I do plan to make a public action for the marketplace for the purpose of uploading sarif that people can use instead of the unlisted one that is referenced by everyone, but, that's really separate from telling people not to ship giant actions.

[joshmgross]

There's no advice here saying something akin to "the size of your repository and its direct dependencies will have a measurable impact on workflow start time which would be billable for private repositories, larger runners, or self-hosted runners as well as an impact on public runner slot availability."

What is that measurable impact though?

Dozens of seconds added to a workflow execution that can last of minutes or even hours is not significant.

If we are going to offer advice here, we need to back it up with clear data.

[jsoref]

check-spelling generally runs in the span of ~1 minute or maybe 2, it tends to run on every push. If the extra 6 seconds is the difference between 1 and 2 minutes or between 2 minutes and 3 minutes, then that's one extra billable minute per job (check-spelling often is configured to run 2 jobs, so those six seconds can easily be 2 extra billable minutes).

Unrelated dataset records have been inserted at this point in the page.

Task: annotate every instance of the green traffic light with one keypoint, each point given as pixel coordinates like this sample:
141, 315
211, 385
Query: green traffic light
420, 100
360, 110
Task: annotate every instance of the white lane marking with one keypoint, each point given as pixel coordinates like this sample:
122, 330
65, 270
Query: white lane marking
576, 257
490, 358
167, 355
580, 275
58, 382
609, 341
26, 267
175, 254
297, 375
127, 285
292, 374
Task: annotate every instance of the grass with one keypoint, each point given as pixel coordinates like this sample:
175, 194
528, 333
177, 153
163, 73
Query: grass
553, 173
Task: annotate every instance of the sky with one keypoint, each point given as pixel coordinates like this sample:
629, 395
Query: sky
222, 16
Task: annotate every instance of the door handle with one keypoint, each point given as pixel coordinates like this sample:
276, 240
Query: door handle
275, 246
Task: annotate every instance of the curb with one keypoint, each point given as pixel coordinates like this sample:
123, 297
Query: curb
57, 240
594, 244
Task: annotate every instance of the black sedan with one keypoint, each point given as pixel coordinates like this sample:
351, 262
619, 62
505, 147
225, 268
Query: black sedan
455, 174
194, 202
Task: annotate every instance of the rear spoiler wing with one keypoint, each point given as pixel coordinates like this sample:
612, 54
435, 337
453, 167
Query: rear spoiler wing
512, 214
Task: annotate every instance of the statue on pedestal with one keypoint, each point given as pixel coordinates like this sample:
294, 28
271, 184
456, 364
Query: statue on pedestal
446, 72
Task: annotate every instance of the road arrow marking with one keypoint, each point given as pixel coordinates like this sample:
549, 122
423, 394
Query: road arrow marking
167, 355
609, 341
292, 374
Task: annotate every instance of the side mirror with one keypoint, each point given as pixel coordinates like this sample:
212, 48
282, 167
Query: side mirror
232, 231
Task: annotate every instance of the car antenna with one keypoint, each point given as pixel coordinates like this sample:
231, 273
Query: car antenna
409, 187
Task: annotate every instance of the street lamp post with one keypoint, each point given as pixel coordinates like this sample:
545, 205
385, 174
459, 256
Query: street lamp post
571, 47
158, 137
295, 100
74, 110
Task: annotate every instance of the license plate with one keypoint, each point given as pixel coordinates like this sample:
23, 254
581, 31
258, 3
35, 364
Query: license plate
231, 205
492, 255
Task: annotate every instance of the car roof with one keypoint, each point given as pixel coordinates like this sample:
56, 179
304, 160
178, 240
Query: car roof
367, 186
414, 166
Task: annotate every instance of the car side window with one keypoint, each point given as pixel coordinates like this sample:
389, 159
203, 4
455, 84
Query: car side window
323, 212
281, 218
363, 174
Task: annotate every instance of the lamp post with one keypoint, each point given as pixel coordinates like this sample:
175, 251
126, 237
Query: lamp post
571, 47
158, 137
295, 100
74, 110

Imagine using the pricing calculator: https://github.com/pricing/calculator (and ignoring that it's incredibly buggy and doesn't understand how trash cans should work, but that's a separate bug), if a workflow runs 1000 times per day and has 2 jobs each of which run over the minute break because of those 6 seconds, that's an extra $480/mo:

[nebuk89]

It's fair feedback @jsoref , but the same is also true for every Docker image, node module and really anything else someone could want or need to put onto their machine which isn't there when we boot :)
I guess my stance coming into this (a little late, apologies I have been away on personal leave) is that our prior assumption was that folks knew by this point that 'if you depend on big things in your CI, it will take longer'.

That said there would be no harm in putting something like "the size of your repository and its direct dependencies will have an impact on the time it takes for your workflow to complete" If that will address your concerns :)

Do you think we need to just make that this explicit somewhere in our docs? We are planning a refactor of them currently including a new performance focused section for Actions, where this is probably a really good topic in general.

[jsoref]

@nebuk89: I think that's more or less what I'm looking for. Note that for actions, it isn't your workflow, it's your consumer's workflows.

• It would be great if (Concurrent jobs in https://docs.github.com/en/actions/administering-github-actions/usage-limits-billing-and-administration was something that could be linked to (it isn't, it's burried in https://docs.github.com/en/actions/administering-github-actions/usage-limits-billing-and-administration#usage-limits).

• It would be great if GitHub rounds the minutes and partial minutes each job uses up to the nearest whole minute. was something which could be linked to (it isn't, it's burried in https://docs.github.com/en/billing/managing-billing-for-your-products/managing-billing-for-github-actions/about-billing-for-github-actions#included-storage-and-minutes).

It really would be nice if that warning called out that the time will either have an impact on the ability to run other jobs (in the case of free repositories linking to the aforementioned Concurrent jobs) or to that item about job cost.

It took me 16 releases to really understand how expensive Docker was and that it was worth replacing (although I don't think composite was available when I first started).